Clinically, SARS-CoV-2 combines some of the properties of the seasonal flu plus HIV. Similar to the seasonal flu, SARS-CoV-2 can primarily attack the lungs. But ACE2 receptors are everywhere. Similar to HIV, the virus can also enter a stealth mode, silently spreading throughout the host’s body and attacking almost every organ, especially those with a high ACE2 receptor concentration. And similar to HIV, SARS-CoV-2 also frequently causes asymptomatic spread. In full stealth mode, SARS-CoV-2 can asymptomatically attack the vasculature and heart. Myocarditis can occur and the patient is totally unaware of the damage, until an arrhythmia or symptomatic myocarditis develops. In young asymptomatic patients, this is not an uncommon sequela.
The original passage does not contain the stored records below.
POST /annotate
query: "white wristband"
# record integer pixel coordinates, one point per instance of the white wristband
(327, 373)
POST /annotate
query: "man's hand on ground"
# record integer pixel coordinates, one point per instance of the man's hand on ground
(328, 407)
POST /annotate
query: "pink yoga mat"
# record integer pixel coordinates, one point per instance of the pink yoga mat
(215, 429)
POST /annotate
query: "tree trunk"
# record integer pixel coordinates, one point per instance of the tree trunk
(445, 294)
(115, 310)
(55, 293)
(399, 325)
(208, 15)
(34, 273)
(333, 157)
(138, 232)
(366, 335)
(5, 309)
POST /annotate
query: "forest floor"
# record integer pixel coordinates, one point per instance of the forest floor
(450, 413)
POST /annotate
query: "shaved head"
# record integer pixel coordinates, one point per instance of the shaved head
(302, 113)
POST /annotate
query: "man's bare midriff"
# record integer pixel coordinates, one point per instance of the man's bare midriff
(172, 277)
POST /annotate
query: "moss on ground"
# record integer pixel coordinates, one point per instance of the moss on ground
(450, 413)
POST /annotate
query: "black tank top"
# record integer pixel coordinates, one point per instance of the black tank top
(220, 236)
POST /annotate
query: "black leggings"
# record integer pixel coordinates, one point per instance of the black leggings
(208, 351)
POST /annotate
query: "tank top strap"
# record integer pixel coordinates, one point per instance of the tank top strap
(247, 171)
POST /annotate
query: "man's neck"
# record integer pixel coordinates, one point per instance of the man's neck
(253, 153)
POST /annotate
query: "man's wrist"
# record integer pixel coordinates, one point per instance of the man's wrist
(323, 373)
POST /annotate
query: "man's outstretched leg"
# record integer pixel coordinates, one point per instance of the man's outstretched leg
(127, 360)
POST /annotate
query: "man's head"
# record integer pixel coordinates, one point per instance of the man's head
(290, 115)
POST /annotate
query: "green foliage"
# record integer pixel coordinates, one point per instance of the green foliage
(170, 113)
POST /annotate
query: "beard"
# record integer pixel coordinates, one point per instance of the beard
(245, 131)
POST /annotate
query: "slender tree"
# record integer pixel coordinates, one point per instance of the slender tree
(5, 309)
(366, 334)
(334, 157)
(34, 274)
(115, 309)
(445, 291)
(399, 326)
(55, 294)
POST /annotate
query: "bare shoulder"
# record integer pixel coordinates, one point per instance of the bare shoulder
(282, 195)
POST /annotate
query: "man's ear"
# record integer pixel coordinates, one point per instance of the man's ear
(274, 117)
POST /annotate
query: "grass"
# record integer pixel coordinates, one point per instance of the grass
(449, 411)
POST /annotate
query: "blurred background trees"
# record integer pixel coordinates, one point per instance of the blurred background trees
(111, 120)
SARS-CoV-2 targeting the cardiovascular system of the body should be a given. It has been known for a long time that ACE receptors are involved in cardiovascular regulation. ACE inhibitors and ACE II blockers have long been used to treat high blood pressure. This is the same pathway the virus infects.
Thus, there are multiple presentations of SARS-CoV-2 including pulmonary, cardiac, gastrointestinal (GI), and central nervous system (CNS).
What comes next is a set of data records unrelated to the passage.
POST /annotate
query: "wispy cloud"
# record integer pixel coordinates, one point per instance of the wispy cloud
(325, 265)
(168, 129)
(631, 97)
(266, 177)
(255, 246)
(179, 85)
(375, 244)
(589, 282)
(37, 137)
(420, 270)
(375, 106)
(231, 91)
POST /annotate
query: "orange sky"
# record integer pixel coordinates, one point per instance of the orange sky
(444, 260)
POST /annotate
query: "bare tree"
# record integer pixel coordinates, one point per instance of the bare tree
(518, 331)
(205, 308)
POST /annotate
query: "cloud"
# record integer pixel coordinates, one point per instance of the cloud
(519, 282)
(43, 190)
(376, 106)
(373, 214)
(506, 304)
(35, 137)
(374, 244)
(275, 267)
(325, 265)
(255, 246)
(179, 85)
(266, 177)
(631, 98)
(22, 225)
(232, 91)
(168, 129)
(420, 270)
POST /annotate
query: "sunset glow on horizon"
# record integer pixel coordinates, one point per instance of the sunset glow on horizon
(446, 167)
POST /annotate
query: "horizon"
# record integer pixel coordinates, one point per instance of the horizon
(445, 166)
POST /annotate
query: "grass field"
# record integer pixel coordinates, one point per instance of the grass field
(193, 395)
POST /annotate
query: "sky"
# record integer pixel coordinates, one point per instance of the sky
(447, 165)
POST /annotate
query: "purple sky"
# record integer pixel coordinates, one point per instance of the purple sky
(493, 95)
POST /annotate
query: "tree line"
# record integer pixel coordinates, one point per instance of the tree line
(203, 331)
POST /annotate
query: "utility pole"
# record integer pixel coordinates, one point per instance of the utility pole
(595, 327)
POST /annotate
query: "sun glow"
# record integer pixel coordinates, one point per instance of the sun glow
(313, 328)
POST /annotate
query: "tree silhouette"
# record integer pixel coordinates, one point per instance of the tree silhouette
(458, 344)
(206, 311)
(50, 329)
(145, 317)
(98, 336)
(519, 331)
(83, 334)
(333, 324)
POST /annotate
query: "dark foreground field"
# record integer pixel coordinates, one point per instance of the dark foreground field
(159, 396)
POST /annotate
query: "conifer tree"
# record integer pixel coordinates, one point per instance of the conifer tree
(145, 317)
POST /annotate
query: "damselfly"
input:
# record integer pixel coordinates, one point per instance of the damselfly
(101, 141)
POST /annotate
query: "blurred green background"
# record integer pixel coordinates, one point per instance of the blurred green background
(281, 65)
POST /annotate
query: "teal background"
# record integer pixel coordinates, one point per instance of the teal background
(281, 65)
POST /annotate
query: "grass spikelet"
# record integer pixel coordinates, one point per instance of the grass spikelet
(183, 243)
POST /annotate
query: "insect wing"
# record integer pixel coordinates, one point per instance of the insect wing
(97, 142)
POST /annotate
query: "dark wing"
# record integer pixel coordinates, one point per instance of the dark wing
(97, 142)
Recently, there has been mounting evidence regarding the CNS effects of SARS-CoV-2. As early as July 2020, scientists were sounding the alarm regarding COVID-19 brain damage: Including temporary brain dysfunction, strokes, nerve damage and brain inflammation. At that time, these conditions were still considered relatively uncommon. An article published in Lancet Psychology found 1 in 3 COVID-19 survivors were diagnosed with brain or mental health disorders, but separating out what is due to the stressors of the illness versus direct effects of the virus was problematic.
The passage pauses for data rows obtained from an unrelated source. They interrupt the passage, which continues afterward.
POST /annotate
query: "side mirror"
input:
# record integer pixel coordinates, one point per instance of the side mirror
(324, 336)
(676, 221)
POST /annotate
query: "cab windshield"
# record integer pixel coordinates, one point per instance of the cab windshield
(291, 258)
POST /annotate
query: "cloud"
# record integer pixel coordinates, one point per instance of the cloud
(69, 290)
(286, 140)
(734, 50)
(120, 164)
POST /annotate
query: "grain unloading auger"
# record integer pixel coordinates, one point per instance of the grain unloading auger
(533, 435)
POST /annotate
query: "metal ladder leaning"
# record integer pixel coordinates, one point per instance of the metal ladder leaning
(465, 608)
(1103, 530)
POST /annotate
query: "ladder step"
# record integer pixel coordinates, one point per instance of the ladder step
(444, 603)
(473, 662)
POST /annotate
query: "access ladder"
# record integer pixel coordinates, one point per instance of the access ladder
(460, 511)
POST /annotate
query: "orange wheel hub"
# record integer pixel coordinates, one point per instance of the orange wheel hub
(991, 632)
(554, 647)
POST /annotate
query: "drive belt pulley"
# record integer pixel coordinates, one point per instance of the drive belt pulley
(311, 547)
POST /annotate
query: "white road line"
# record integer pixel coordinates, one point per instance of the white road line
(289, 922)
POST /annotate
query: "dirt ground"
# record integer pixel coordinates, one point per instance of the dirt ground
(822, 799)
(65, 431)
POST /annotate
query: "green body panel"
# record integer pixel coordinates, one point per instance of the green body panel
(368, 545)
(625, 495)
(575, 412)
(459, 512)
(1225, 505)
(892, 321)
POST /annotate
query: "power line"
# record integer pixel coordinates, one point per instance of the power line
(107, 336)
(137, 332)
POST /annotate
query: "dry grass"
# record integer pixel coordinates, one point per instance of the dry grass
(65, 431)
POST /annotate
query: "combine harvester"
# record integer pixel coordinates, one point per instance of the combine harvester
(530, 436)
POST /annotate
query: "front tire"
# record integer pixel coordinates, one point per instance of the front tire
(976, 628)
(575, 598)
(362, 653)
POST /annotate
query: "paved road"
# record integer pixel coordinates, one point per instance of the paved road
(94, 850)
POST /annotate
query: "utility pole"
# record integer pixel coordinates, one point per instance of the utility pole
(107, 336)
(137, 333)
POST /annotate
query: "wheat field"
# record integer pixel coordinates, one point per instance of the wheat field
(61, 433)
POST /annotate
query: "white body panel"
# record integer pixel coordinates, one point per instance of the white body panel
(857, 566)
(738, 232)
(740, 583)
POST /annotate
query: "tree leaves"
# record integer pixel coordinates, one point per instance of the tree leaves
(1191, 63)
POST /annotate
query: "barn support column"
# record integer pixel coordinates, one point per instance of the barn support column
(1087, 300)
Sandra Lopez-Leon, et al. performed a system review and meta-analysis of long COVID-19 and found the 3 most common long COVID symptoms were “fatigue (58%), headache (44%), and attention disorder (27%)”, all of which can affect concentration.
Ritchie, et al, noted that cognitive dysfunction has been commonly reported with COVID-19, but the true incidence is unknown, and notes that: “The hippocampus appears to be particularly vulnerable to coronavirus infections, thus increasing the probability of post-infection memory impairment…” and that the virus may enter the CNS through the olfactory bulb. Finally, in August of 2021, research by Gwenaëlle Douaud, et al. documented with brain imaging “abnormalities in limbic cortical areas with direct neuronal connectivity to the primary olfactory system.” In addition, there was “a marked reduction of grey matter thickness in fronto-parietal and temporal regions.” “The 401 SARS-CoV-2 infected participants also showed larger cognitive decline between the two timepoints in the Trail Making Test (visual attention and task switching) compared with the controls…”
Again, none of this should come as a surprise, since anosmia or lack of smell, is one of the most common presenting symptoms of COVID-19. The olfactory nerve is not actually a nerve but a projection of the brain itself.
Thus, COVID-19 has a myriad of different presentations, all of which can result in severe and long-term sequelae.Just because COVID-19 is asymptomatic or does not produce “severe” pulmonary disease does not mean the patient does not have a serious infection.It is of utmost importance for public health officials to implement strategies to prevent the occurrence of long-term COVID-19 related disabilities and not just focus on acute pulmonary symptoms.